We have been using many built-in R functions throughout the lessons.
After you start using R more, you will reach the point when you will want to create reusable sections of statements.
Functions are simply a named group of R expressions that are considered an R object of type function().
Input values or function arguments are passed to functions by value. Each argument is either matched with the function definition by position or by name.
We have used built-in functions that are also considered generic, such as the plot() function. Generic functions are designed to accept a variety of different arguments. R functions can accept a variable length of input arguments and they can even accept references to other functions.
When functions are called the actual arguments are assigned to local variables within the function. The statements in the function body are evaluated based on the input data. Control will be returned to the invoking function when the return() statement is reached or when the final expression in the function body is reached.
If there is no explicit data returned to the calling function, the output generated by the last expression will be returned.
Let's take a look at an example of a simple R function.
We want find that we are often writing code to determine the number of students who passed a course so we decide to define a function to simply our code.
The function is defined using the function() expression.
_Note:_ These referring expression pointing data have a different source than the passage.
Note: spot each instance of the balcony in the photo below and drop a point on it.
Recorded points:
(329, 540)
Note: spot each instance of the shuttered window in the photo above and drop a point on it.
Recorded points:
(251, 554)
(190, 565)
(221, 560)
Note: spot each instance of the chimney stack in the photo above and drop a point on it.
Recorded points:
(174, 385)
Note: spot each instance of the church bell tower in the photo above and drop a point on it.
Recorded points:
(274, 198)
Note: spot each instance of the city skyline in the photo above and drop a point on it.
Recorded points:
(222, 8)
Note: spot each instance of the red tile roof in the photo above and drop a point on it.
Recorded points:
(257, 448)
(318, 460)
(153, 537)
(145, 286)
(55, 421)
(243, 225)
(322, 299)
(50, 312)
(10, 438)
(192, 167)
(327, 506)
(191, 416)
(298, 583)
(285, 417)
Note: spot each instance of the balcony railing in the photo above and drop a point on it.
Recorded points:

The name of this function has been specified as numPassed and the function takes a single argument.
The comments on line 3 through 6 help explain the usage of the function includes the input and output datatypes expected.
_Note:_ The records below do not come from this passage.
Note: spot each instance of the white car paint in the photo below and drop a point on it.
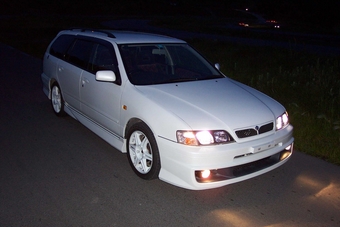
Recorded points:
(107, 109)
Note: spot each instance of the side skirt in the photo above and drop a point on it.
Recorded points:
(113, 139)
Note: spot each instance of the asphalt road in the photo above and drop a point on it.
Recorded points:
(55, 172)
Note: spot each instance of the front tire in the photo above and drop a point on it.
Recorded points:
(142, 152)
(57, 100)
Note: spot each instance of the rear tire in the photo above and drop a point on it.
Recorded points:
(142, 152)
(57, 100)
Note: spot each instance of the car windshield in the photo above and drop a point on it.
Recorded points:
(147, 64)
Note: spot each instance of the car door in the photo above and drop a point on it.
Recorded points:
(100, 101)
(70, 71)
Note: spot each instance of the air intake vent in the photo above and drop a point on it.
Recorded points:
(254, 131)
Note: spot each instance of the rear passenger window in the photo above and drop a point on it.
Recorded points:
(102, 59)
(60, 45)
(79, 54)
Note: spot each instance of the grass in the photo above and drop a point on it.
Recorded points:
(307, 85)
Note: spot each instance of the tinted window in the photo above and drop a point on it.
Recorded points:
(79, 54)
(102, 59)
(60, 45)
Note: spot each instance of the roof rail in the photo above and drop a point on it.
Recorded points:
(110, 35)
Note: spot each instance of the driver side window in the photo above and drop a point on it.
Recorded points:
(102, 59)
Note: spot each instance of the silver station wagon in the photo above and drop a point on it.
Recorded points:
(176, 116)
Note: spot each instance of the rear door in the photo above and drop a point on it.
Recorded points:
(70, 70)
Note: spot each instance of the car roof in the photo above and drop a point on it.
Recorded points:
(123, 37)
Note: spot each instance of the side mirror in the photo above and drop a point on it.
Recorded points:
(106, 76)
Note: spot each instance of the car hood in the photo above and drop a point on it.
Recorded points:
(214, 104)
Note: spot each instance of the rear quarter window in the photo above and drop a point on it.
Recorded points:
(79, 54)
(60, 45)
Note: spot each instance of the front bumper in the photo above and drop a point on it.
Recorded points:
(230, 163)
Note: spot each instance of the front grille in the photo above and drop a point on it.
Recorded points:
(254, 131)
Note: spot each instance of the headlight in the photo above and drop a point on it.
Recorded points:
(282, 121)
(205, 137)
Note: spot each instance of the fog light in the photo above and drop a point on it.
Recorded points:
(288, 148)
(205, 173)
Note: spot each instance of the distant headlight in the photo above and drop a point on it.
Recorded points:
(196, 138)
(282, 121)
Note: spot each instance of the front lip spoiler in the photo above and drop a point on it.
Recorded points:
(245, 169)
The body or content of the function is contained within the brace brackets ({}). We decided to use the vector enabled sum() function with a conditional expression to calculate the number of students with marks of 50 or higher. The pass object on line 8 is actually a vector of boolean values based on the criteria defined in line 7.
If you want to examine the source code of a function you can type the name of the function, without specifying any arguments, in the R Console.
This function will accepts a single dataframe or a list and it will perform a conditional expression tests for each element of the data structure. If the student has obtained a mark of 50 or more a logical value of TRUE is generated. These logical values are collected in a local vector called pass.
We then use the sum() function to count the number of TRUE values and return the data to the calling function as an integer.
Finally, the function is being called within the concatenate or cat() function.
One of the most used features of R is the *apply() family of functions.
Here we are using the lapply() or List Apply function. The function that we are invoking is the mean or average function within the base package.
The mean function will be executed across each column of the data.frame called m.
The lapply() function always returns a list as its ouput. In our scenario, the list with the mean or average by subject is provided.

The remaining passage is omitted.